Prezes PZKosza - Roman Ludwiczuk podsumował EuroBasket jako sukces organizacyjny, a wynik sportowy reprezentacji przyzwoity. Hale pełne lub prawie pełne, świetna atmosfera na trybunach, a na parkiecie wielkie emocje.

Reklama

Wypada się zgodzić. Co do strony sportowej to zawsze można zrobić więcej, ale zebranie na jednym boisku wszystkich najlepszych polskich koszykarzy jest jednak jakimś plusem. Koszykówka ruszyła do przodu, rzecz jednak w tym czy tę kolejną szansę wykorzysta. Łatwo nie będzie. Polski basket jest w sytuacji stokroć gorszej niż polska siatkówka, bo ta w ostatnich sześciu latach zdobyła w mistrzostwach Europy i świata aż cztery medale, w tym trzy złote.

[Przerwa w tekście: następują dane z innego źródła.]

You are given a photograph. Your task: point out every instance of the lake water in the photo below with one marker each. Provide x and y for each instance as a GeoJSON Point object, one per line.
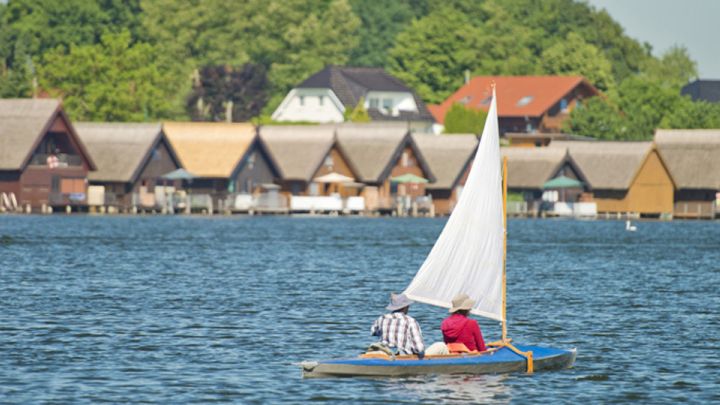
{"type": "Point", "coordinates": [198, 309]}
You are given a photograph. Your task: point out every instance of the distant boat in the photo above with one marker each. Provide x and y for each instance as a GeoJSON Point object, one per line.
{"type": "Point", "coordinates": [468, 257]}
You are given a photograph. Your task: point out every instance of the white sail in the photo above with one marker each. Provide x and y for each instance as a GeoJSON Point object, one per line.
{"type": "Point", "coordinates": [468, 255]}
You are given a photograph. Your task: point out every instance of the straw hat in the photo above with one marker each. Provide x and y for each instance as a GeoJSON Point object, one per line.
{"type": "Point", "coordinates": [398, 301]}
{"type": "Point", "coordinates": [461, 302]}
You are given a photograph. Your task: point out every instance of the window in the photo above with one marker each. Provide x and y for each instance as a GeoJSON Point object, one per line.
{"type": "Point", "coordinates": [525, 101]}
{"type": "Point", "coordinates": [314, 189]}
{"type": "Point", "coordinates": [563, 105]}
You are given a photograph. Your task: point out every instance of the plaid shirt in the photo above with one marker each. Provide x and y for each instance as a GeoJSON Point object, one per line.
{"type": "Point", "coordinates": [399, 330]}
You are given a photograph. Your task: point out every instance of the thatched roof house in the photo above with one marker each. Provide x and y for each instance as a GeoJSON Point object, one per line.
{"type": "Point", "coordinates": [209, 149]}
{"type": "Point", "coordinates": [42, 160]}
{"type": "Point", "coordinates": [625, 177]}
{"type": "Point", "coordinates": [693, 159]}
{"type": "Point", "coordinates": [450, 158]}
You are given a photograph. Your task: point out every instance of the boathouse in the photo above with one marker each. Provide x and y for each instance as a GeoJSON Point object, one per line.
{"type": "Point", "coordinates": [530, 172]}
{"type": "Point", "coordinates": [223, 158]}
{"type": "Point", "coordinates": [450, 158]}
{"type": "Point", "coordinates": [693, 159]}
{"type": "Point", "coordinates": [388, 161]}
{"type": "Point", "coordinates": [625, 178]}
{"type": "Point", "coordinates": [43, 163]}
{"type": "Point", "coordinates": [131, 159]}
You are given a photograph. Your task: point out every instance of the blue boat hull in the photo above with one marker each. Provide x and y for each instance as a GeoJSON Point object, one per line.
{"type": "Point", "coordinates": [502, 360]}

A wiadomo, że koniunkturę na dyscyplinę buduje przede wszystkim reprezentacja. Za nią dopiero idzie telewizyjna oglądalność, a za tą - pieniądze sponsorów. Jak te wszystkie czynniki zagrają, jest szansa na trwały sukces sportowy.

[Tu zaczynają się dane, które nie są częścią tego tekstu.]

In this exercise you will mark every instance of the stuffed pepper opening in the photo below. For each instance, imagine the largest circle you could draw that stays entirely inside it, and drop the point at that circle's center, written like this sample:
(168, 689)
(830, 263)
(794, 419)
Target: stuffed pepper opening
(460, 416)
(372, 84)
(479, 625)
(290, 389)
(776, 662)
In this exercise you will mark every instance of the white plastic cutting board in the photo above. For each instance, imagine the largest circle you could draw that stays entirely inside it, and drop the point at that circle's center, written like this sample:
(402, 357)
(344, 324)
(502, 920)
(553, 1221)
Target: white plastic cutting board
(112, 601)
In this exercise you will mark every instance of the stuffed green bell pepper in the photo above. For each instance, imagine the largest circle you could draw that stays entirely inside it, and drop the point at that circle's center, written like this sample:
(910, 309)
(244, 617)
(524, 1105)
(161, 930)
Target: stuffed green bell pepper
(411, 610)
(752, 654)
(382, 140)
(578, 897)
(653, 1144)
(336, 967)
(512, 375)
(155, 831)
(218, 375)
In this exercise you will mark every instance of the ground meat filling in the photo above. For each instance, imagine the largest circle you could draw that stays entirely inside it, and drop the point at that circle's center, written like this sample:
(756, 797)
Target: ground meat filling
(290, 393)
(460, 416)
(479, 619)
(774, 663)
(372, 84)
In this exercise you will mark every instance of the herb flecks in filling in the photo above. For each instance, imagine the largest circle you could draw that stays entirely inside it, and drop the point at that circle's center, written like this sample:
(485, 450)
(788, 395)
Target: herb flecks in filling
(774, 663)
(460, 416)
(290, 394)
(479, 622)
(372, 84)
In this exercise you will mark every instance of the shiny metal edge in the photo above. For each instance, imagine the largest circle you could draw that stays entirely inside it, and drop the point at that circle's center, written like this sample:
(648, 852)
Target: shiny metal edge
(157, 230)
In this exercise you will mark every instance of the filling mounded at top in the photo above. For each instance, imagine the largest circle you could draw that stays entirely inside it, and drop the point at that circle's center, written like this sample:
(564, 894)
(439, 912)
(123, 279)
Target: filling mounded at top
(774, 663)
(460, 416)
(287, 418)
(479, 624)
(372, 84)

Przykład piłki ręcznej i wpływu na jej pozycję medali drużyny Bogdana Wenty jest klasyczny. Nie martwmy się jednak koszykarzami, bo wszystko przed nimi, a ich jakikolwiek sukces w przyszłości będziemy odtrąbiony jako w wielkie zwycięstwo.

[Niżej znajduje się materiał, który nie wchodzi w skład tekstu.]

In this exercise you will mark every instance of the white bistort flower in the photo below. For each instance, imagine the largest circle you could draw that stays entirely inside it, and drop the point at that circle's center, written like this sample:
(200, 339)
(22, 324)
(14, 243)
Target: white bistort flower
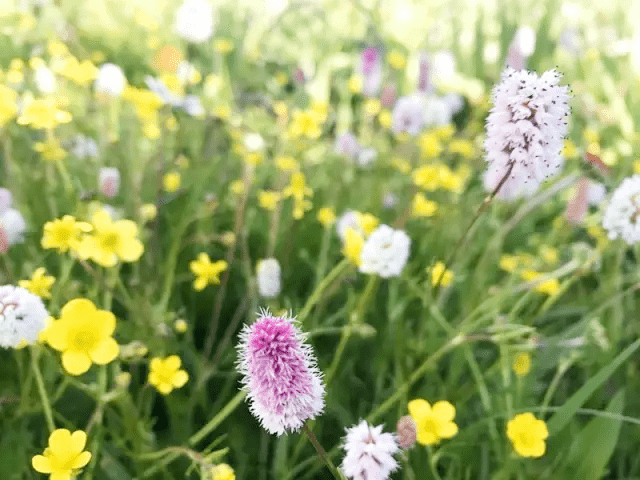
(408, 115)
(194, 21)
(622, 216)
(369, 453)
(385, 252)
(111, 80)
(525, 132)
(22, 316)
(268, 273)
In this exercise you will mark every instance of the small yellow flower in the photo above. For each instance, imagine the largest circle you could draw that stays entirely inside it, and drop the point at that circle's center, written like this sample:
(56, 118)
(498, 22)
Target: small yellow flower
(165, 374)
(64, 456)
(43, 114)
(433, 423)
(39, 284)
(206, 272)
(396, 59)
(522, 364)
(148, 212)
(269, 199)
(326, 216)
(527, 434)
(352, 248)
(63, 233)
(422, 207)
(180, 325)
(223, 46)
(355, 84)
(84, 336)
(110, 241)
(171, 181)
(438, 271)
(222, 472)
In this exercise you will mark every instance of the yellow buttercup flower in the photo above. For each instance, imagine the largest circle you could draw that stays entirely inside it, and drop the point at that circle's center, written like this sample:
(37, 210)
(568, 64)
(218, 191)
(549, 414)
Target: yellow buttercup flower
(433, 423)
(39, 284)
(171, 181)
(111, 241)
(269, 199)
(528, 435)
(222, 472)
(43, 113)
(352, 248)
(438, 271)
(206, 272)
(165, 374)
(326, 216)
(8, 106)
(64, 457)
(422, 207)
(63, 233)
(84, 336)
(522, 364)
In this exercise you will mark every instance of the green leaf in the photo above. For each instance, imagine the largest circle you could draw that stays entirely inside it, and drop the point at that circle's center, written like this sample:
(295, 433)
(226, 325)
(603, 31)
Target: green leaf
(563, 416)
(593, 447)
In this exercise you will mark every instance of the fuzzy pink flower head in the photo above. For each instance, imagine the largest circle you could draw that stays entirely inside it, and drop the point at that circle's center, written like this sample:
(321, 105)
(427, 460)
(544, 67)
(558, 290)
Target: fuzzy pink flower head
(280, 374)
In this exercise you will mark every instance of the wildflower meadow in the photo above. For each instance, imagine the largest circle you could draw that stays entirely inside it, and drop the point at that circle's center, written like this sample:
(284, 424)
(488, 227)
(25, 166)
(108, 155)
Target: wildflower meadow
(319, 239)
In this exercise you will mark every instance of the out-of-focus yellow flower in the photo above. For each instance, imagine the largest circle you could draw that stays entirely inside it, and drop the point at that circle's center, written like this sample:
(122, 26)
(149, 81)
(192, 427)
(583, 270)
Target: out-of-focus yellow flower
(396, 59)
(355, 84)
(51, 150)
(528, 435)
(64, 457)
(206, 271)
(39, 284)
(8, 105)
(352, 248)
(171, 181)
(223, 46)
(326, 216)
(422, 207)
(165, 374)
(522, 364)
(84, 336)
(268, 199)
(439, 271)
(43, 114)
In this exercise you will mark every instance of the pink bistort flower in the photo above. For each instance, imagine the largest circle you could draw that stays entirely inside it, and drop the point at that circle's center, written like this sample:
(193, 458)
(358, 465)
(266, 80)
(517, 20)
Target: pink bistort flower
(283, 384)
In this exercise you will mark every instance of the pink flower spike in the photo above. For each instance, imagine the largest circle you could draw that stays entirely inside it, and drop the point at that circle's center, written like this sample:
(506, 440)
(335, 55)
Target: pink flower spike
(280, 374)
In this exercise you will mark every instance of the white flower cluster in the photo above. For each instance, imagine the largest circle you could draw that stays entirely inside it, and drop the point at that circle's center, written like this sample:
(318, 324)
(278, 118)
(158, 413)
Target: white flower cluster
(268, 273)
(22, 316)
(369, 453)
(622, 216)
(385, 252)
(525, 132)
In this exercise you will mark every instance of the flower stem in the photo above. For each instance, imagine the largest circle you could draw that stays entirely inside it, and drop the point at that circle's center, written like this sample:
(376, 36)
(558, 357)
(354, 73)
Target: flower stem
(46, 405)
(321, 452)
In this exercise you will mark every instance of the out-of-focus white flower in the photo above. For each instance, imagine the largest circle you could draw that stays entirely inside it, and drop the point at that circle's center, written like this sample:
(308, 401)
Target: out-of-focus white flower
(268, 274)
(194, 21)
(408, 115)
(369, 453)
(12, 228)
(347, 145)
(45, 80)
(111, 80)
(366, 156)
(253, 142)
(525, 132)
(385, 252)
(109, 181)
(622, 216)
(22, 316)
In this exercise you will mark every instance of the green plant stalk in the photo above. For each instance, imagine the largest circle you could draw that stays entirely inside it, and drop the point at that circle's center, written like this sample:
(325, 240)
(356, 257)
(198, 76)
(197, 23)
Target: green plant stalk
(44, 399)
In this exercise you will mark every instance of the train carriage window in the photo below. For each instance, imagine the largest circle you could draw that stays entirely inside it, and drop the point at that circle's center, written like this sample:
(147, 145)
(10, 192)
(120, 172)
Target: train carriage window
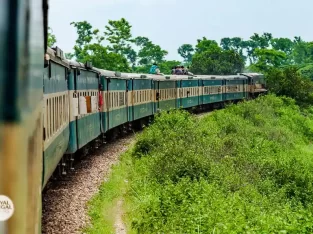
(50, 116)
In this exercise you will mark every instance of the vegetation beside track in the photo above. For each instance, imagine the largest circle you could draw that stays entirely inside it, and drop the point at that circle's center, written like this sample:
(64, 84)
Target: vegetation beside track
(247, 168)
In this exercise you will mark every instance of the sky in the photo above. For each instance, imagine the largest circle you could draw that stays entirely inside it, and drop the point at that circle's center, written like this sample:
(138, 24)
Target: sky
(171, 23)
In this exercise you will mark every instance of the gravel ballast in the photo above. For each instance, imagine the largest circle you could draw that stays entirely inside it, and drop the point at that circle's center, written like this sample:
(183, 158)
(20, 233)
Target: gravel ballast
(65, 204)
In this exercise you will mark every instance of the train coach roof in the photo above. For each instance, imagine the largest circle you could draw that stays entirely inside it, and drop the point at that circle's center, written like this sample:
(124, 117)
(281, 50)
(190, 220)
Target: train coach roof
(212, 77)
(252, 75)
(58, 58)
(235, 77)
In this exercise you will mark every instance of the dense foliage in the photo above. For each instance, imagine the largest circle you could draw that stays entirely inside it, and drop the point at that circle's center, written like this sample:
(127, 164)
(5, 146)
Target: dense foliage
(244, 169)
(247, 168)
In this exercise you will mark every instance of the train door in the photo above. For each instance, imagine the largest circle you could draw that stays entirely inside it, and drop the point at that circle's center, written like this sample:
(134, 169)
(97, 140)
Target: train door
(156, 95)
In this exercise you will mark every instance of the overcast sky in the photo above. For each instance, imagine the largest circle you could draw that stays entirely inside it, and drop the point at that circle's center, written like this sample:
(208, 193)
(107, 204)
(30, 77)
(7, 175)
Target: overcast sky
(171, 23)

Martwmy się o siatkarki, bo znalazły nieoczekiwanie pod wielką presją złota siatkarzy z Turcji. Teraz, czy tego chcą, czy nie, oczekiwania wszystkich w Polsce będą kształtowane wynikiem drużyny Daniela Castellaniego. Nie jest to sprawiedliwe, bo prawdopodobnie siatkarki osiągną zdecydowanie więcej od polskich koszykarzy, ale jeśli nie zdobędą złota, paradoksalnie może to być powszechnie uznane za porażkę.

Reklama

Cokolwiek się jednak zdarzy, najważniejsze jest to, jakiewspomnienie z Polski po mistrzostwach wywiozą uczestniczki turnieju i ich kibice. EuroBasket pokazał, że Polska to kraj ludzi przyjaznych, kochających sport. Kraj normalnych europejskich miast z ładnymi arenami sportowymi. Kraj z ciekawą kuchnią i interesującymi zabytkami. Nawet pogoda dopisała, czym zaskoczyła mistrzowskich Hiszpanów i zaproszonych Amerykanów z NBA. Wszyscy czuli się jak u siebie w domu.

Oby siatkarski turniej pozostawił po sobie takie samo wrażenie, choć na słońce tym razem chyba nie możemy liczyć.